Historically, enforcers generally frowned on large vertical mergers, fearing corporations would block rivals from access to key sources of supply markets (a process known as “foreclosure”). Congress designed an antitrust law, the Robinson-Patman Act of 1936, to stop chain stores from using their bargaining power over manufacturers and wholesalers to disadvantage and drive their smaller competitors out of business. The Celler-Kefauver Act of 1950, also gave enforcers new tools to stop vertical tie-ups.

Since the early 1980s, however, enforcers have largely been guided in their thinking by Robert Bork and other libertarian antitrust scholars. In his 1978 book, The Antitrust Paradox, Bork wrote, “Foreclosure may occasionally be a threat to individual firms. It is never a threat to competition.” In last week’s decision, the Republican majority continued to adhere to this now 40-year-old idea.

They held, for instance, that Staples had no incentive to use its increased power over the wholesaling of office supplies to harm its smaller rivals. After all, they argue, there is still one other wholesaler in the market – S.P. Richards (SPR) – and retailers still can buy from SPR if Staples tries to raise their prices or manipulate them.

We are heartened by the dissent offered by the two Democratic commissioners. Commissioner Rebecca Kelly Slaughter’s dissenting statement marked a return to congressional intent in enacting anti-merger law (and also is more attuned to contemporary thinking on vertical mergers than the majority’s approach is). Slaughter argued the acquisition would increase the bargaining power of both Staples and the remaining wholesaler. Slaughter also noted that FTC staff analysis indicated “the transaction would result in significant harm” to Staples’ rivals, in the form of higher prices or degraded service, “regardless of which supplier they chose for their office supply needs.”

Slaughter placed her statement in the context of a “great debate… taking place in Washington policy circles and even around the country at family dinner tables” about the rising power of dominant corporations “controlling large swaths of industries and firms across sectors of the economy.”  Vertical mergers, Slaughter wrote, “can be just as pernicious” as horizontal mergers, or mergers between direct competitors. Slaughter then expressed concern that the FTC is “too credulous about claimed procompetitive benefits unique to vertical integration” and that those benefits “often go unsubstantiated.”

In response to Slaughter, Commissioner Christine Wilson wrote a separate statement mocking critics of lax antitrust enforcement.
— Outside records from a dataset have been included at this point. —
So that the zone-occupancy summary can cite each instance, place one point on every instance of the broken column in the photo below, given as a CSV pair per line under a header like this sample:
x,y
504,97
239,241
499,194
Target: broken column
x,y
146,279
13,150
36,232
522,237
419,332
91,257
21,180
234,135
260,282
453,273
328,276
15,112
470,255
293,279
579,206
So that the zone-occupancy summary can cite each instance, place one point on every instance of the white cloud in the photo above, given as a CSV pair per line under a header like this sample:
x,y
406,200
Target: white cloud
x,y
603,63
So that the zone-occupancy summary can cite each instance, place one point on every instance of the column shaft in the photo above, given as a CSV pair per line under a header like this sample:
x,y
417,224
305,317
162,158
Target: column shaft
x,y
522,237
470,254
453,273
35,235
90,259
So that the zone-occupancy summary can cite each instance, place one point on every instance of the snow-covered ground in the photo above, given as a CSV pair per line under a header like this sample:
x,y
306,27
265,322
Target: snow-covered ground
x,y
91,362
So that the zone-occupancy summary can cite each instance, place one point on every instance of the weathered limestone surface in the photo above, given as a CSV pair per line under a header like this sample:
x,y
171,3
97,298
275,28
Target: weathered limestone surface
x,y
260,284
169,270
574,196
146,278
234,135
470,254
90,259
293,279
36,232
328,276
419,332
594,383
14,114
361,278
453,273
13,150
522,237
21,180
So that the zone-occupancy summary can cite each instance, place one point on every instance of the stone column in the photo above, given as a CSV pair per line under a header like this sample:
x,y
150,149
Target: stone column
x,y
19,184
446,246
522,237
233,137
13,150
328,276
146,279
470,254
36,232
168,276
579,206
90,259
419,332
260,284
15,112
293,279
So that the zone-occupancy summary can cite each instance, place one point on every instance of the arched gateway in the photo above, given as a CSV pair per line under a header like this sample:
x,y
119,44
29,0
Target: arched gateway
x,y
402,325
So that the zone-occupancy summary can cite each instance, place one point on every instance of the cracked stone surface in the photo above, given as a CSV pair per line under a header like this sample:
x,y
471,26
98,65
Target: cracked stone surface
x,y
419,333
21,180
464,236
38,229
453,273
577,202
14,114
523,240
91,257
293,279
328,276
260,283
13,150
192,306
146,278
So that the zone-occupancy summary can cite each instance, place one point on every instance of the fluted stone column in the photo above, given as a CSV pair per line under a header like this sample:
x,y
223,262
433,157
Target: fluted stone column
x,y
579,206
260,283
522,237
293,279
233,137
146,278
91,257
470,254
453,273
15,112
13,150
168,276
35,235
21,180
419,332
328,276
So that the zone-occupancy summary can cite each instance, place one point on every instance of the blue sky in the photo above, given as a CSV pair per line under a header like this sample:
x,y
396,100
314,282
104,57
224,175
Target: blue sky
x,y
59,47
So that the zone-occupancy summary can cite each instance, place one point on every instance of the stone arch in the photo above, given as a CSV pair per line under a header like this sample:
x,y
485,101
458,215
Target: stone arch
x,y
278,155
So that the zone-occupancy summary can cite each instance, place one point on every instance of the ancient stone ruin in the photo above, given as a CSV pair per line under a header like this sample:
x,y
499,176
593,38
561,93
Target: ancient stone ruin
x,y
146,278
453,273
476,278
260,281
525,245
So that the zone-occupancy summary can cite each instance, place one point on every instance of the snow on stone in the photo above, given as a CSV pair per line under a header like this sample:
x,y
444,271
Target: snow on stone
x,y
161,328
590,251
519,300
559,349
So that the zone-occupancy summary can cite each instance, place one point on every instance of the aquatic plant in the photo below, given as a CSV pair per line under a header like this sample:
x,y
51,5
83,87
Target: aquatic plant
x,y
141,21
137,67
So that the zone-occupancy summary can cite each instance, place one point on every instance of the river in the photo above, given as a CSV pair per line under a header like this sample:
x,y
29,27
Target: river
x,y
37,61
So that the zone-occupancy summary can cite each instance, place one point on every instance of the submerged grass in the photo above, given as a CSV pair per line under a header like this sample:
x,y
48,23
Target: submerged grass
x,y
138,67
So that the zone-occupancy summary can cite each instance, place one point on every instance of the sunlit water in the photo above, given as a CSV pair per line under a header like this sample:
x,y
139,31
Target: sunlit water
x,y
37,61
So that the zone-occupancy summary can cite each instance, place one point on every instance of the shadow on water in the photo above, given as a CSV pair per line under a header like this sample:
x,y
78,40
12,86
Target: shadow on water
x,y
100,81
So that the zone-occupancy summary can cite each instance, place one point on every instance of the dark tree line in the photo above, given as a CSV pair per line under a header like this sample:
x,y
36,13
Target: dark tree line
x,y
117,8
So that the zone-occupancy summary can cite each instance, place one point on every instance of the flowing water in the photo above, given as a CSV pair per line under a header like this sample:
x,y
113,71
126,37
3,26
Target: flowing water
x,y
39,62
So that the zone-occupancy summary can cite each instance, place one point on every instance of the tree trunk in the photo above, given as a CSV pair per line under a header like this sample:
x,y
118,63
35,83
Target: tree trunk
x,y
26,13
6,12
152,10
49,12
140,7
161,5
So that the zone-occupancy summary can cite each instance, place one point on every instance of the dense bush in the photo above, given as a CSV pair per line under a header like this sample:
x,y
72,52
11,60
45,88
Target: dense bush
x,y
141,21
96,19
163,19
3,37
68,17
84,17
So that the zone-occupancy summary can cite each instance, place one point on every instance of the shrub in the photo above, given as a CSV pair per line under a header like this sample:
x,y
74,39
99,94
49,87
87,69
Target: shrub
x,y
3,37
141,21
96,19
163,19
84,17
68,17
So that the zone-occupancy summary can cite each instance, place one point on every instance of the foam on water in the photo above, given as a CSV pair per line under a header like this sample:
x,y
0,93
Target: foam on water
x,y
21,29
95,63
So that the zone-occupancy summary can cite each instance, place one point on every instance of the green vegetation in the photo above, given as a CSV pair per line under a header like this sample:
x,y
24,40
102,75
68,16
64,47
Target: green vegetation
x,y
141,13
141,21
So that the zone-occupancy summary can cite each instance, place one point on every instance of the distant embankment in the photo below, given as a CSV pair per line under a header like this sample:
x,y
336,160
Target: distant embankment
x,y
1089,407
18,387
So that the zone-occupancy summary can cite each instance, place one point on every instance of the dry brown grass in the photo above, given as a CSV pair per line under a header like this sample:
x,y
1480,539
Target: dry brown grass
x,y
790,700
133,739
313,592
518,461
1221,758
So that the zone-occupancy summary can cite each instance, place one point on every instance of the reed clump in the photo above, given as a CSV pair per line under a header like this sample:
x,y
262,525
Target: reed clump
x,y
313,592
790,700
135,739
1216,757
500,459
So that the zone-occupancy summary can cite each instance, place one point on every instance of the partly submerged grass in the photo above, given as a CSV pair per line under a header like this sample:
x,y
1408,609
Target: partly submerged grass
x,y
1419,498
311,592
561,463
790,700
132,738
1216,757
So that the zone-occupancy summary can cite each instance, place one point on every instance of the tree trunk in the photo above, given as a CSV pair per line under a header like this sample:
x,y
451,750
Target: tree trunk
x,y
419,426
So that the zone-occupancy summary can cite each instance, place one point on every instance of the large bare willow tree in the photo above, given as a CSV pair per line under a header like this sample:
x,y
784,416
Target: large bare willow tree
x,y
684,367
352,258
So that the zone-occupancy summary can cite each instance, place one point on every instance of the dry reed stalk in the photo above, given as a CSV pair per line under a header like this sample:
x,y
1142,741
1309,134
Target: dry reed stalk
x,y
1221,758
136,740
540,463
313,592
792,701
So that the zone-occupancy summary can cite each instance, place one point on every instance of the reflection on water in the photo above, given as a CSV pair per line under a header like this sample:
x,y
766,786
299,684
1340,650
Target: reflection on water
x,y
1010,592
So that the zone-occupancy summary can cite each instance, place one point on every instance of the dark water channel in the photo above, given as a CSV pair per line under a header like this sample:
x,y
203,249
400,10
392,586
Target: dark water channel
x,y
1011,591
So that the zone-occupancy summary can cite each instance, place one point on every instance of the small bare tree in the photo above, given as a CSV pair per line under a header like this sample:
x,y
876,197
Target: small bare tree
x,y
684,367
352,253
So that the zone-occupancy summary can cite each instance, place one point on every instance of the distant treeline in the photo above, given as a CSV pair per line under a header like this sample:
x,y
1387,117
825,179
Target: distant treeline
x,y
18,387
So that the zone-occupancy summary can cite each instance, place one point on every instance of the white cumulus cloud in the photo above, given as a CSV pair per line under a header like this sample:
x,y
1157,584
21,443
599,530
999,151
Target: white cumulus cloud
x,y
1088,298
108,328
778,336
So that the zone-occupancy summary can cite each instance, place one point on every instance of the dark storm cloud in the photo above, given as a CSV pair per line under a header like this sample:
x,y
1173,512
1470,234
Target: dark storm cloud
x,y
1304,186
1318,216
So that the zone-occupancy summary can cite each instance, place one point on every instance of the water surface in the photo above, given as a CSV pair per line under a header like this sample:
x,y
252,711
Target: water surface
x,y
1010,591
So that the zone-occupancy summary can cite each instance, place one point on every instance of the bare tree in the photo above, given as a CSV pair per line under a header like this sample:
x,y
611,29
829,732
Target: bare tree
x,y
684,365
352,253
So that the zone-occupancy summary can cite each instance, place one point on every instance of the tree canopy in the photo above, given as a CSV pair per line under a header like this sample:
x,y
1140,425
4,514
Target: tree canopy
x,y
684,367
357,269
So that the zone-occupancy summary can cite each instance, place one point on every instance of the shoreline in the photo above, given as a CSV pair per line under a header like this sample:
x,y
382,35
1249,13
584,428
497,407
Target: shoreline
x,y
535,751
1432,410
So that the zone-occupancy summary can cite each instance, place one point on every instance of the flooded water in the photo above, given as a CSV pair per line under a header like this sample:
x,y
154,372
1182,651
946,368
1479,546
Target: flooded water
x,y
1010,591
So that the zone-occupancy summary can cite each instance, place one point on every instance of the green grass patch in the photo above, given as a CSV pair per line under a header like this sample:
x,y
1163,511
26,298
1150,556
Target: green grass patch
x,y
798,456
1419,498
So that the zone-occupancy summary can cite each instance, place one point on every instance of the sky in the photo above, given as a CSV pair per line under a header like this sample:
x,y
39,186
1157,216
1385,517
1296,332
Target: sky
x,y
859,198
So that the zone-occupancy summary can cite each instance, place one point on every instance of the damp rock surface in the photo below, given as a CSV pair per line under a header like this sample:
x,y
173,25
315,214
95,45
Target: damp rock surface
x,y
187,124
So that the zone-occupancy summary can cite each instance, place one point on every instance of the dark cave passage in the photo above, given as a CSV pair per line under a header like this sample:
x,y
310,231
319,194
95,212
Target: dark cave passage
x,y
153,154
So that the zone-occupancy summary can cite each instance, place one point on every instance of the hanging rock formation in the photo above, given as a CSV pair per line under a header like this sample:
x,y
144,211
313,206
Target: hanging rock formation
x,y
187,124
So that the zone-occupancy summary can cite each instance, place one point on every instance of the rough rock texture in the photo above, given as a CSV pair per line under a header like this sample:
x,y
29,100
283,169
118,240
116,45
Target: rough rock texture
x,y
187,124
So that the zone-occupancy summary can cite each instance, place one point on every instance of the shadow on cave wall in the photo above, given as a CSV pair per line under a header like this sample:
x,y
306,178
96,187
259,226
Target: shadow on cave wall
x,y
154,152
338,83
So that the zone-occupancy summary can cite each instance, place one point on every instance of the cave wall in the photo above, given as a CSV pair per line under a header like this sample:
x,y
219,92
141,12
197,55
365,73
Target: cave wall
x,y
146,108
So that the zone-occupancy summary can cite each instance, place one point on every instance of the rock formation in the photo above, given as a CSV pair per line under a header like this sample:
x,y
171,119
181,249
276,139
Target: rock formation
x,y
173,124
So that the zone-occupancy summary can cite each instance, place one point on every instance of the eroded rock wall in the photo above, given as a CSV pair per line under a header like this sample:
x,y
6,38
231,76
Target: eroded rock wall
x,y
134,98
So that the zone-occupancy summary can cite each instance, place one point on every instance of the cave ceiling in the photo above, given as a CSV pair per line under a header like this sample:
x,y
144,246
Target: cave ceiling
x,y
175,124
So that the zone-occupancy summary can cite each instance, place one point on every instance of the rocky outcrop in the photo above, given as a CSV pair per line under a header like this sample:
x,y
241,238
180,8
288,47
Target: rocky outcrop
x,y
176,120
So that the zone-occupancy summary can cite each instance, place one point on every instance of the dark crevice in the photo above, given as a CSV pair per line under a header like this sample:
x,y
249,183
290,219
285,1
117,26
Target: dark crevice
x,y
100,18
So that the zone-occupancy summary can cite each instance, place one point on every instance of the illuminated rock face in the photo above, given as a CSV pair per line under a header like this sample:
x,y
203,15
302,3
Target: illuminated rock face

While acknowledging “general upward trends in the number of mergers, their valuations, or the size of the largest businesses,” Wilson insisted those trends “simply do not support such a sweeping claim about the failure of American antitrust policy.”

Wilson claimed the support of a “consensus” supposedly reached by antitrust experts over only challenging vertical mergers where both corporations are in concentrated markets, citing a statement by Georgetown Professor Steven Salop at a recent hearing at the FTC. Wilson appears, however, to have misread Salop’s position. Salop has long argued vertical mergers can be dangerous when a merging partner is dominant in a market, which is manifestly the case with Staples and Essendant.

The Open Markets Institute encourages the commission to follow the consequences of the merger in the office supply market, and to take remedial actions if necessary to ensure that competition can thrive. We have little hope that the FTC can restore its legitimacy as an enforcement or regulatory body until it gives up the highly politicized, unreliable, and dangerous pro-monopoly philosophy entrenched by Bork.

The FTC must return to its roots as the policeman of fair markets, not the government sword useful to the giant monopolist.